Patentrecht als Krisenprophylaxe

Wenn „geistiges Eigentum“ durch das Urheber-, das Patent- oder das Markenrecht geschützt wird, dann ist die erste Rechtfertigung so bekannt, dass sie uns schon gar nicht mehr als besonderes „Argument“ auffällt. Wer etwas erfindet, so lautet der erste Teil dieser Rechtfertigung, der soll auch die Früchte dieser Erfindung ernten dürfen. Wer eine Leistung erbringt, dem steht auch die Gegenleistung zu. Wir kennen das aus dem Vertragsrecht und haben es längst als Selbstverständlichkeit akzeptiert.
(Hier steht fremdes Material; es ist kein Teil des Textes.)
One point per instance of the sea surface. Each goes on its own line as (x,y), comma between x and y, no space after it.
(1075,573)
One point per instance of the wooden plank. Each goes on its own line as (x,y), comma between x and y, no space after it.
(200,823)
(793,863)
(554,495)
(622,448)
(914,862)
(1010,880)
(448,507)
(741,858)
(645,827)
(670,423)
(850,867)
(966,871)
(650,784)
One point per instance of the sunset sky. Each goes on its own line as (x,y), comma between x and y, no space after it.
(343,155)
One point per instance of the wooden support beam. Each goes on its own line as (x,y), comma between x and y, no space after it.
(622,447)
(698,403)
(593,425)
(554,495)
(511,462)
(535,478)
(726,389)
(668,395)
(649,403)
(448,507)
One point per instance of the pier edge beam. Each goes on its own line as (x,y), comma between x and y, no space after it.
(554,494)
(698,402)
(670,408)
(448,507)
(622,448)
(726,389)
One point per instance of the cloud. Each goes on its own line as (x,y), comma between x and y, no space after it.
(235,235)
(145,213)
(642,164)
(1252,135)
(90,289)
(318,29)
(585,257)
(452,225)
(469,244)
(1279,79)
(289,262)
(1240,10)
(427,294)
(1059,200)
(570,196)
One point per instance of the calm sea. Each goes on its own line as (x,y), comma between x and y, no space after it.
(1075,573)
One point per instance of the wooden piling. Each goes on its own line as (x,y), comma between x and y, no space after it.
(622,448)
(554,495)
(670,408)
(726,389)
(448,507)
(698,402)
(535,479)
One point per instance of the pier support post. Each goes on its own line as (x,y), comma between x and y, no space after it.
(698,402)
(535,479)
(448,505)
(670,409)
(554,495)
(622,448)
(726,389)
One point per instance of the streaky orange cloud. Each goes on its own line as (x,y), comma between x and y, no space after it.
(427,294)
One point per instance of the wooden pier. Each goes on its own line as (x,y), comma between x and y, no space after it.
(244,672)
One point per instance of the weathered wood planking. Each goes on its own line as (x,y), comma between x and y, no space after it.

Der zweite Teil der Rechtfertigung behauptet, Innovationen würden überhaupt nur dann entwickelt, wenn Menschen einen individuellen Vorteil davon hätten. Dahinter steht eine recht beschränkte Vorstellung von menschlicher Aktivität, in der den Leuten letztlich jede Form von kreativem Interesse abgesprochen wird. Das ist selbstverständlich Unsinn. Einerseits, weil die Motive menschlichen Handelns durchaus vielfältiger sind. Und andererseits, weil selbst Studien zum Forschungs- und Entwicklungsverhalten im Spätkapitalismus zu dem Schluss kommen, dass die Erlangung geistigen Eigentums keine besondere Rolle bei der Forschungsaktivität spielt:

Die Tatsache, dass in zahlreichen Firmen die Patentabteilungen regelrechte Kampagnen fahren müssen, um ihre Mitarbeiter auf die Möglichkeit der Patentanmeldung hinzuweisen, deutet jedenfalls auf eine geringe Eignung als Anreiz hin. Tatsächlich ergeben Umfragen unter industriellen Forschungs- und Entwicklungslabors immer wieder, dass nur in sehr wenigen Branchen ganz gezielt auf Patente hingearbeitet wird. In den meisten werden Patente zwar mitgenommen, sind aber weder der ausschlaggebende Grund für die Entwicklung, noch der wichtigste Mechanismus, durch den die Firmen ihre Innovationen finanzieren. Es sind lediglich die Produktinnovationen der pharmazeutischen und der chemischen Industrie, bei denen man sicher davon ausgehen kann, dass sie mehrheitlich ohne den Schutz durch das Patentwesen nicht gemacht würden. Obwohl die industrielle Forschung und Entwicklung also nach eigener Aussage nicht hauptsächlich auf die Aneignung der Monopolrenten setzt, die Patente ermöglichen, ist die Zahl der Patentanmeldungen in den letzten 20 Jahren explodiert.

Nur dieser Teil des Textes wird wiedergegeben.